As regards these two Damon Linker columns about the imminent death of most of the rock era’s stars and the demise of rock music itself, I’ve always found it interesting that Bruce Springsteen excites such admiration among middle-aged center-left pundit/journalist types: not only Linker, but also David Remnick, David Brooks, and Eric Alterman.
I suppose nothing could be said about this phenomenon, on the not unreasonable basis that nothing could be as natural as that suburban centrists should admire Mr. America and buy his records. But then, on the other hand, masses of sophisticated cultural commentary could, in fact, be written about it—warehouses full of Verso monographs and cultural studies PhD theses—on the basis that the reverence accorded Springsteen by the stewards of centrist opinion is meaningful, one of the keys to understanding our moment. For now, given that Brother Aiden and I have to drive out to Greensburg today to drop off a check with the man we’ve hired to castrate our hogs (Mother has a nasty case of tennis elbow), I choose silence.
It occurs to me, though, that had Springsteen smashed his car into a Turnpike pylon around 1976, he would’ve left behind an only slightly objectionable legacy, as opposed to the cultural Superfund site that will survive him when he finally limps off into the sunset behind the Raritan Mountains.

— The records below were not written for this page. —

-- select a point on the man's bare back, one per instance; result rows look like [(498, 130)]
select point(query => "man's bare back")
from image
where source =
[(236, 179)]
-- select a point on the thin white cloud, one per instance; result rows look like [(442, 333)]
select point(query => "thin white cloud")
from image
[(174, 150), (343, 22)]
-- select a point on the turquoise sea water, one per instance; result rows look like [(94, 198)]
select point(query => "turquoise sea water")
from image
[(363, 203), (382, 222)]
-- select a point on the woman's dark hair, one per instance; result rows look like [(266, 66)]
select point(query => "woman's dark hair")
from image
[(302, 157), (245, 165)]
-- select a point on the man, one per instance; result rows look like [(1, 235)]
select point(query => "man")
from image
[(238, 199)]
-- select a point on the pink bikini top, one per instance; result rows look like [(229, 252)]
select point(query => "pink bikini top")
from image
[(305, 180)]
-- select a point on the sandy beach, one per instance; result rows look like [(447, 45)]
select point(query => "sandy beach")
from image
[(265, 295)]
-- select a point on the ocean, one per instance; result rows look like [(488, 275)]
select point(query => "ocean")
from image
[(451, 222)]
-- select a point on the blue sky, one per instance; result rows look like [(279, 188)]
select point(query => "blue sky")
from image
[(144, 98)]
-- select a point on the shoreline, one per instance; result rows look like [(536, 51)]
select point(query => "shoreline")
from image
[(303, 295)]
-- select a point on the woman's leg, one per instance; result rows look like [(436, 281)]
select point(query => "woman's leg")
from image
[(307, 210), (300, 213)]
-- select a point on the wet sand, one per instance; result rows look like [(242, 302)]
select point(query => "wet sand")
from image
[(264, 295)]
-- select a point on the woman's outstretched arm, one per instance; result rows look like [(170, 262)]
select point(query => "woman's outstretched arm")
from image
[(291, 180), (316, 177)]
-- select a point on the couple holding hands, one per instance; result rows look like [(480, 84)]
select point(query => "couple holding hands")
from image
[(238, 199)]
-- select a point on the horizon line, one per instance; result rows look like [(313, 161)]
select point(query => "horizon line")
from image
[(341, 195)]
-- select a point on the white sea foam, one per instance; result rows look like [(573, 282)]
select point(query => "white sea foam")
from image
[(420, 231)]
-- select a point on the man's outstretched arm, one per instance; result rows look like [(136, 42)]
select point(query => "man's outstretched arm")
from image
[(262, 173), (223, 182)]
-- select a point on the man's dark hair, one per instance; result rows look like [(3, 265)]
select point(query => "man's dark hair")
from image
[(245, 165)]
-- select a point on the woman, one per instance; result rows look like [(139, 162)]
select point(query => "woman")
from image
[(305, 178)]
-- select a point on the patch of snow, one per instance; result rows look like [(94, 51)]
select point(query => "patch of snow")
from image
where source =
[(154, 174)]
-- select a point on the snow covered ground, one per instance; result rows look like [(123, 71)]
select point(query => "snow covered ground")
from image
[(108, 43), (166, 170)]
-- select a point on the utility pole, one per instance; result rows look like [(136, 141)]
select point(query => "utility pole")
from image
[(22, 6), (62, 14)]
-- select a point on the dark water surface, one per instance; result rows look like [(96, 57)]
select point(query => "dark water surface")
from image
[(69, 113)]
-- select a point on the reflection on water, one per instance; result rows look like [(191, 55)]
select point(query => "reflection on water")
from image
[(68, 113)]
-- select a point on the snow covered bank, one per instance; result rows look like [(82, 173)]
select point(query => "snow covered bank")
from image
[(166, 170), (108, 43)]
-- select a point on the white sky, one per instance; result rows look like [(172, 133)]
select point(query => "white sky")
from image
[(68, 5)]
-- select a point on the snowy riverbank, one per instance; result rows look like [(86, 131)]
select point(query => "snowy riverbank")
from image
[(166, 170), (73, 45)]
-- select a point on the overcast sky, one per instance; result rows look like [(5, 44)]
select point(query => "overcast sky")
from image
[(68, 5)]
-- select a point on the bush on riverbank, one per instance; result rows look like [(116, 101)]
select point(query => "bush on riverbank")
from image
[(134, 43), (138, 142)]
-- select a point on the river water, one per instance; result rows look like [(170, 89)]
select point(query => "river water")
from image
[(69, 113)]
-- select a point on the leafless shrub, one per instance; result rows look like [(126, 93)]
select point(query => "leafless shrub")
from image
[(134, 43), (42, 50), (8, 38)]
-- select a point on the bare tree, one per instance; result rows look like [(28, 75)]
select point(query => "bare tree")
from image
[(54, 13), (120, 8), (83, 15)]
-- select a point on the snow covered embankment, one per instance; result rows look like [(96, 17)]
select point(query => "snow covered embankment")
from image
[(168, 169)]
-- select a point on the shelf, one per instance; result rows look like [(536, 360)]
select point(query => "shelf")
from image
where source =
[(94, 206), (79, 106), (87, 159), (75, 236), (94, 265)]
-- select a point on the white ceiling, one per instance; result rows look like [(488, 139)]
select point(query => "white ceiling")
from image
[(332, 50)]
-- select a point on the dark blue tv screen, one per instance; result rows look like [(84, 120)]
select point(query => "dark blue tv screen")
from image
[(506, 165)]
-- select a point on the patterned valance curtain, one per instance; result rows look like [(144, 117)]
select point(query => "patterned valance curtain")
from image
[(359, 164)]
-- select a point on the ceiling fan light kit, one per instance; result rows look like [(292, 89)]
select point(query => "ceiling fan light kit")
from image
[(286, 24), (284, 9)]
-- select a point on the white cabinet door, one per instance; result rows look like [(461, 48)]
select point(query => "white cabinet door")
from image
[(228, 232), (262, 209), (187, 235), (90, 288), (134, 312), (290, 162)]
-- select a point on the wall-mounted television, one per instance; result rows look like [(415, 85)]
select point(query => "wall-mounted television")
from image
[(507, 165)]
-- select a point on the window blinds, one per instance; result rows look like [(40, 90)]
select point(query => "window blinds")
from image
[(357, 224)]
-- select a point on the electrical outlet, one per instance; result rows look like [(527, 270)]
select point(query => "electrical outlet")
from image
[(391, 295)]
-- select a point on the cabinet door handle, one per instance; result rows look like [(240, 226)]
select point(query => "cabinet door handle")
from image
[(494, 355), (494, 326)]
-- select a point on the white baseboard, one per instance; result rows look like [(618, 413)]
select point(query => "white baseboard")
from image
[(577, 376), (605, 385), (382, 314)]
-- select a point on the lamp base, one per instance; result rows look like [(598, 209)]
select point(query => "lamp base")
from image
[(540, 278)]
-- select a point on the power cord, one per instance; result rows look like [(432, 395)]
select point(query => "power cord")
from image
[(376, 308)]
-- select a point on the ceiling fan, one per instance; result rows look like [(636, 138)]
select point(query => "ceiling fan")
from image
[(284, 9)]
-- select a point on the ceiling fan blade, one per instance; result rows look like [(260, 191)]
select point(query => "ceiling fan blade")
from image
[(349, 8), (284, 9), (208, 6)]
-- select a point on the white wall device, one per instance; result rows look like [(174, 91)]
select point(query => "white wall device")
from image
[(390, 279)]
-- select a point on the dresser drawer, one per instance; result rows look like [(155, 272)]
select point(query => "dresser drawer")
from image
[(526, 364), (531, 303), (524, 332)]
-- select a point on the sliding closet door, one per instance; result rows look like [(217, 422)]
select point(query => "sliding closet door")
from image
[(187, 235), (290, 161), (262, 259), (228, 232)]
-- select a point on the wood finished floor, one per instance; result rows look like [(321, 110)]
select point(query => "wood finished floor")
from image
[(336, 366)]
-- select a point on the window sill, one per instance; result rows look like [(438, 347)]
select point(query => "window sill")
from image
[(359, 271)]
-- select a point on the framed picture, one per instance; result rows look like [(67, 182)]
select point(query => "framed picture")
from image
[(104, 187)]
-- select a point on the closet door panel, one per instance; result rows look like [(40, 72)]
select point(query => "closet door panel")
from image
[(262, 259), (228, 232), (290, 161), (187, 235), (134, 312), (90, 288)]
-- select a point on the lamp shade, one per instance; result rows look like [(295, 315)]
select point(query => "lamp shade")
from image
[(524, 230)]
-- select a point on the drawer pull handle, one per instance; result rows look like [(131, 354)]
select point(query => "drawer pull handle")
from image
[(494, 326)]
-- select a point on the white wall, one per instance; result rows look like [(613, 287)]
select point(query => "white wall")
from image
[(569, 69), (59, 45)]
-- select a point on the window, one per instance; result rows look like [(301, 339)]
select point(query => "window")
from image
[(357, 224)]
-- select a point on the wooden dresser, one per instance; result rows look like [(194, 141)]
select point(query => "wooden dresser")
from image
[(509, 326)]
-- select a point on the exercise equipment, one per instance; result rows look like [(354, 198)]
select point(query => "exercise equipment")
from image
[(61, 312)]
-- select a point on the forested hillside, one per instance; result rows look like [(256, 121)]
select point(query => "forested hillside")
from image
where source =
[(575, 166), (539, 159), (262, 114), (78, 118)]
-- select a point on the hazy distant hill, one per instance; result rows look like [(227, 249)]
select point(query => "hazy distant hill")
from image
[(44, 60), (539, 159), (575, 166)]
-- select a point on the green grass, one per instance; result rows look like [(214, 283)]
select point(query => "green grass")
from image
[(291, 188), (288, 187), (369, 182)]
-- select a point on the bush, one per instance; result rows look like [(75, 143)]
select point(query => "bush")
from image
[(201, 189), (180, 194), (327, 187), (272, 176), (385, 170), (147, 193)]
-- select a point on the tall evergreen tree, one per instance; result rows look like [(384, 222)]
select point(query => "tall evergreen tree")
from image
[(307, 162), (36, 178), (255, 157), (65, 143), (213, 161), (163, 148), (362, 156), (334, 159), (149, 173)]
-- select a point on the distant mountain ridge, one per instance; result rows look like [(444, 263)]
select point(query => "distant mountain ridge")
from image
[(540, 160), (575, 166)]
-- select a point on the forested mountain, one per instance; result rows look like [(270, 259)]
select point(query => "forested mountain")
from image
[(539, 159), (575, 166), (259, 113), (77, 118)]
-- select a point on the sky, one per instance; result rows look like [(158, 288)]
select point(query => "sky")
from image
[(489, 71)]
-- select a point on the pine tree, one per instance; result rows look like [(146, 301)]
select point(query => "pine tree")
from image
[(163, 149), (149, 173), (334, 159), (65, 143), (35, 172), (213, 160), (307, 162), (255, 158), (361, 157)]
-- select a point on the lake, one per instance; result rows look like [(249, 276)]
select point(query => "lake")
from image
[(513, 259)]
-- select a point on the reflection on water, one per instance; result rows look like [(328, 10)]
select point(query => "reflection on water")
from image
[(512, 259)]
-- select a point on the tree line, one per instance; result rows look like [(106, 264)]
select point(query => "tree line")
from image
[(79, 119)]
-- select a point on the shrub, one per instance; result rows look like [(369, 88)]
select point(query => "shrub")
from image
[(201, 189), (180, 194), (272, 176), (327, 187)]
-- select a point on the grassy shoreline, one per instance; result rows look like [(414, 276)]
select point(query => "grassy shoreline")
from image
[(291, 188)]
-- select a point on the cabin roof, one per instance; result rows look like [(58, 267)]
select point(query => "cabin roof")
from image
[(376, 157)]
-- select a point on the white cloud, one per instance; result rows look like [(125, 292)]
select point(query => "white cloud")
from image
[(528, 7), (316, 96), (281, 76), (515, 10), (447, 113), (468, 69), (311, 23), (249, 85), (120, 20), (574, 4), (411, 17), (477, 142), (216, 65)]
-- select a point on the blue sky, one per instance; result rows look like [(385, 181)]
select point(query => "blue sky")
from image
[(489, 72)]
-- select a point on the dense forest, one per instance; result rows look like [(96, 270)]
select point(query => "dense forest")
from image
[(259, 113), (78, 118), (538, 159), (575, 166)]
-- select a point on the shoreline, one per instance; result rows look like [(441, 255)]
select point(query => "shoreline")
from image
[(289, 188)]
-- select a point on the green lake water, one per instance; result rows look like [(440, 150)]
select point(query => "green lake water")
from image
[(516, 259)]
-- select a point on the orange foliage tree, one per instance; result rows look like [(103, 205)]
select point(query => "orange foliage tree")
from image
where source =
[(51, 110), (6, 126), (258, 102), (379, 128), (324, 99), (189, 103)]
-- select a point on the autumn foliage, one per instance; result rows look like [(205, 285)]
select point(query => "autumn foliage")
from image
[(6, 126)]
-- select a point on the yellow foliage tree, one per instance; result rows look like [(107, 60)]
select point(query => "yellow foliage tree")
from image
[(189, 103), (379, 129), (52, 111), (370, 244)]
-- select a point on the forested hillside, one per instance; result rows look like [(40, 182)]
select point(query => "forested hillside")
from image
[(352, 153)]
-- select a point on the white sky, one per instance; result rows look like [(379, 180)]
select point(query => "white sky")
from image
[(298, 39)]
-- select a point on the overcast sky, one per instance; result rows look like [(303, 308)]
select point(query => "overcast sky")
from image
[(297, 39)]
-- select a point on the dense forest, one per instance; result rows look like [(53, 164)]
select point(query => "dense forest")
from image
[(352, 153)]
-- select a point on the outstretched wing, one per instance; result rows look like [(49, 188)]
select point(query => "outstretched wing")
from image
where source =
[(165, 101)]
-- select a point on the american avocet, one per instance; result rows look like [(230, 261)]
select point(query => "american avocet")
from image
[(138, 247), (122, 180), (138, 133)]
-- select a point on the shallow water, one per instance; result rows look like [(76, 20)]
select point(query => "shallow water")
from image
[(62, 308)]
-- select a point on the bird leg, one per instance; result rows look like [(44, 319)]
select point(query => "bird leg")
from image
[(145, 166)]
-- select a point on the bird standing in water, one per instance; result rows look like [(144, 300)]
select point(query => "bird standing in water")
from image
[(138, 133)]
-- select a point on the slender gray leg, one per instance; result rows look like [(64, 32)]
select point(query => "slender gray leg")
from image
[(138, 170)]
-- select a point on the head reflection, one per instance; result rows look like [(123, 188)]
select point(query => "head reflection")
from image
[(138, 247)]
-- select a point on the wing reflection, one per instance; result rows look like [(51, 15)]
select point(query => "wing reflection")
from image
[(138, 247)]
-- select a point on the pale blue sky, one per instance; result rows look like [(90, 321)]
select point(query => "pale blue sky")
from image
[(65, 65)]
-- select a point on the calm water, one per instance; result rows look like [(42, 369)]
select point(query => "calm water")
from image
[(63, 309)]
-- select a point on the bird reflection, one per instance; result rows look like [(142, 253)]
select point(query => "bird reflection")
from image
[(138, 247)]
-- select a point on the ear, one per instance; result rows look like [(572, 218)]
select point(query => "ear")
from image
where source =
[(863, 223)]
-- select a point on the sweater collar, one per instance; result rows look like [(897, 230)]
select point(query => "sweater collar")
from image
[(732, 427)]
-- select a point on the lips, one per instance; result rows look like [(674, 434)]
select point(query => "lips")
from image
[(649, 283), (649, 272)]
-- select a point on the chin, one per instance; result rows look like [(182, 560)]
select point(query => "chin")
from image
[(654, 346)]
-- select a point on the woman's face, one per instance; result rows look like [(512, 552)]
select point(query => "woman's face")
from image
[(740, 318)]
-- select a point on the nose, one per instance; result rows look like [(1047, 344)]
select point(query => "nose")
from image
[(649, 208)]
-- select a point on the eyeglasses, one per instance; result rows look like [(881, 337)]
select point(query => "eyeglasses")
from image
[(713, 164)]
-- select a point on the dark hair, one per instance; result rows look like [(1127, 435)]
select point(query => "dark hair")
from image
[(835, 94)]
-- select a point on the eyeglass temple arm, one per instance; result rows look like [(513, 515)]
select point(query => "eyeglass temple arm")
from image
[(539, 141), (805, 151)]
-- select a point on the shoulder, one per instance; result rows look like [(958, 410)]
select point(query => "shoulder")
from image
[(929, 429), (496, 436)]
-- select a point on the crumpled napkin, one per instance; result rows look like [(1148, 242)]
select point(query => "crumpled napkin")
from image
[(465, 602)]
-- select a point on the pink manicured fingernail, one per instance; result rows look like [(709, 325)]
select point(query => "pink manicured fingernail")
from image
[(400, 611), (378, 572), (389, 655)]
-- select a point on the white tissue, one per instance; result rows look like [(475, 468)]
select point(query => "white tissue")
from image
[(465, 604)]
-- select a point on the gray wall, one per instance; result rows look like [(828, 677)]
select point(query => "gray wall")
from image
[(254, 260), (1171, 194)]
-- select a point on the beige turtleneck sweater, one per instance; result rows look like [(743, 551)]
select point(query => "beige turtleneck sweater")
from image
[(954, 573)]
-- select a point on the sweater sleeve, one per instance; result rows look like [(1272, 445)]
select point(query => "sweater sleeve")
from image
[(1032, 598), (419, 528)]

We’d know him as a skillful local New Jersey knock-off of Van Morrison (with a little Bob Dylan thrown in), a musician the cloying operatic grandeur (derived largely from doo-wop) of whose final album, Born to Run, would’ve been tolerable given that that was the extent of it and it never went any farther than it did.
But Springsteen didn’t die. He burgeoned—evolving, if that’s the right word, into the groaning and melodramatic grotesque who’s been blasting sentimental garbage at a vulnerable society through a firehose for the better part of the last half-century.
I’m also struck that Linker, in the newer column of the two linked above, invokes Billy Joel as someone who has something to do with “rock music.” A musician of skill Joel no doubt is, but his productions, some better than others (“New York State of Mind” is as good a song as “Piano Man” is awful), have never belonged to rock music. Joel’s in fact an heir to the Brill Building tradition, a fluent pop professional whom one can imagine cynically hacking out Broadway show tunes to make a killing off women like my mother, may she rest in peace, who in her later years made an annual pilgrimage from Shaker Heights to New York City, to patronize the Times Square theaters and see, in her words, “what those people have contrived to put up on stage this year.”
But this is all water under the bridge. I seceded from the rock era long ago, when I converted to Catholicism in my late-30s—precedent, of course, to my final conversion, which was to Russian Orthodoxy. For decades now my once-beloved Gentle Giant, Uriah Heep, Peter Gabriel-era Genesis, King Crimson, and Yes albums have been in storage and I’ve listened to almost nothing but devotional and classical music.
I’ve also been making my own music, along with my fellow residents of our little religious community. We’ve taken to gathering on our porch when the weather allows it, and before the hearth on cold nights, raising our voices to sing selections from the American songbook. We lack virtuosity, but I think we make a noise pleasant to the ears of our Lord: Mother on the washboard, Brother Aiden on the clarinet, Marie on our piano, and I on fiddle, most rudimentarily.
This is music as it is meant to be made: at home, among friends, as the expression of pious hearts, charged with His love.